4. **A bond proves skin-in-the-game, not good behavior.** It raises the cost of
misbehaving and makes that cost verifiable. It does not prevent the act.

## EU AI Act

| Article | Requirement | Fleet artifact |
| ------------------------------------------ | ----------------------------------------------------------------------- | ---------------------------------------------------------------------------------------------------------------------------------------------------------------------------------------------------------------------------------------------------------------------------------------- |
| **Art. 12 — Record-keeping** | Automatic logging of events over the system's lifetime, tamper-evident. | Every action is a kind-30084 envelope: content-addressed, BIP-322-signed by the agent, OTS-anchored to a Bitcoin block. The audit bundle is the lifetime log; the block anchor is the tamper-evidence. |
| **Art. 14 — Human oversight** | A human can understand, oversee, and intervene. | Authority originates in a **human-signed** delegation (BIP-322 over the principal's Bitcoin address) with an explicit scope grammar and a block-height expiry; intervention is a human-signed **revocation** envelope.
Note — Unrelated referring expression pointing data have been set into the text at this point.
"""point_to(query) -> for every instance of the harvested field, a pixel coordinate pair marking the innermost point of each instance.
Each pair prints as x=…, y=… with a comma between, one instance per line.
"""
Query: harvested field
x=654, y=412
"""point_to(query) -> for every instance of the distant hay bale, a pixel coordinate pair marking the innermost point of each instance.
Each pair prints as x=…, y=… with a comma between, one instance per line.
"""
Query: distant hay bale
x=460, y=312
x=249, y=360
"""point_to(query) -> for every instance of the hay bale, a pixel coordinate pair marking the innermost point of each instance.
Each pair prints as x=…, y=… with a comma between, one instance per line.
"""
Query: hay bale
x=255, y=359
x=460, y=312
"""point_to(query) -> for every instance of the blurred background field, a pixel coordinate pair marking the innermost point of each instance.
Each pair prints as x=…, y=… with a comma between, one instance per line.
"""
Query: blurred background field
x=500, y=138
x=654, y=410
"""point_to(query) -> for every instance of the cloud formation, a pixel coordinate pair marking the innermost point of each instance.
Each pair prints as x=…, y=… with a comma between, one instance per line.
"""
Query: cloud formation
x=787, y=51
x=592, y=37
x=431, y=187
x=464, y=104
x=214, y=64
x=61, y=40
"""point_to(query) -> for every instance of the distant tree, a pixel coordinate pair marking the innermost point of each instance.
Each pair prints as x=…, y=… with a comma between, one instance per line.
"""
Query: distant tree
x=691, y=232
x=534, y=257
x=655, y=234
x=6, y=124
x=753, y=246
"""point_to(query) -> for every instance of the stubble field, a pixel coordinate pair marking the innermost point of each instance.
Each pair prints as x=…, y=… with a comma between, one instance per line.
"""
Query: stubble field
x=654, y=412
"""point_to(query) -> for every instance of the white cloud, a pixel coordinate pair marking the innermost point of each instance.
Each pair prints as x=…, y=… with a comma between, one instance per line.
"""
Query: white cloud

Oversight is the scoped grant; intervention is the signed revoke. |
| **Art. 14 — Traceability of intervention** | Ordering of act vs. intervention is non-repudiable. | OTS block-height anchoring gives an offline verifier a non-malleable clock to order an action against its revocation deterministically — a signed wall-clock is forgeable, a block height is not. |

## SOC 2

| Criterion | Requirement | Fleet artifact |
| ------------------------------------------ | ----------------------------------------------------------------------------- | -------------------------------------------------------------------------------------------------------------------------------------------------------------------------------------------------------- |
| **CC6.1 — Logical access** | Least-privilege, per-identity access; no shared credentials. | Each agent acts under its **own** Bitcoin-address identity and its **own** scoped delegation — the opposite of a shared service account. Scope is an explicit, attenuable grammar, not "all of the API". |
| **CC6.2 / CC6.3 — Provisioning & removal** | Authorization is granted and revoked through a controlled, evidenced process. | Grant = signed delegation; removal = signed revocation. Both are first-class, exportable, offline-verifiable envelopes — the provisioning record _is_ the artifact. |
| **CC7.2 / CC7.3 — Monitoring & evidence** | Immutable, exportable activity logs. | NDJSON / JSON / CSV audit-bundle export; every row re-verifies against the agent's signature and the Bitcoin header chain with `@orangecheck/agent-core`. |

## NIST AI RMF

| Function | What fleet contributes |
| ----------- | -------------------------------------------------------------------------------------------------------------------------------------- |
| **GOVERN** | A named, address-keyed authority model: who delegated, to whom, with what scope, with what bond. |
| **MAP** | The scope grammar makes an agent's permitted actions explicit and enumerable before deployment. |
| **MEASURE** | The bond gives a measurable, chain-verifiable stake (`sats × days_unspent`); the action stream gives in-scope vs. out-of-scope counts. |
| **MANAGE** | Scoped, revocable authority + a bonded accountability signal that a counterparty can weigh — without custody, without an account. |

## The bond as a control

Most frameworks above are satisfied by _capability + audit_, which an ordinary
keypair could also provide. The differentiator that needs Bitcoin is the
[bond](/fleet/bond): a counterparty can verify the agent (or the org running it)
has real, unspent, aged bitcoin exposure to losing — re-resolved live against
UTXO state, trusting no one. That is the one control on this page that does not
reduce to a verifiable credential. See [Bond verification](/fleet/bond) for the
contract and its honest limitations.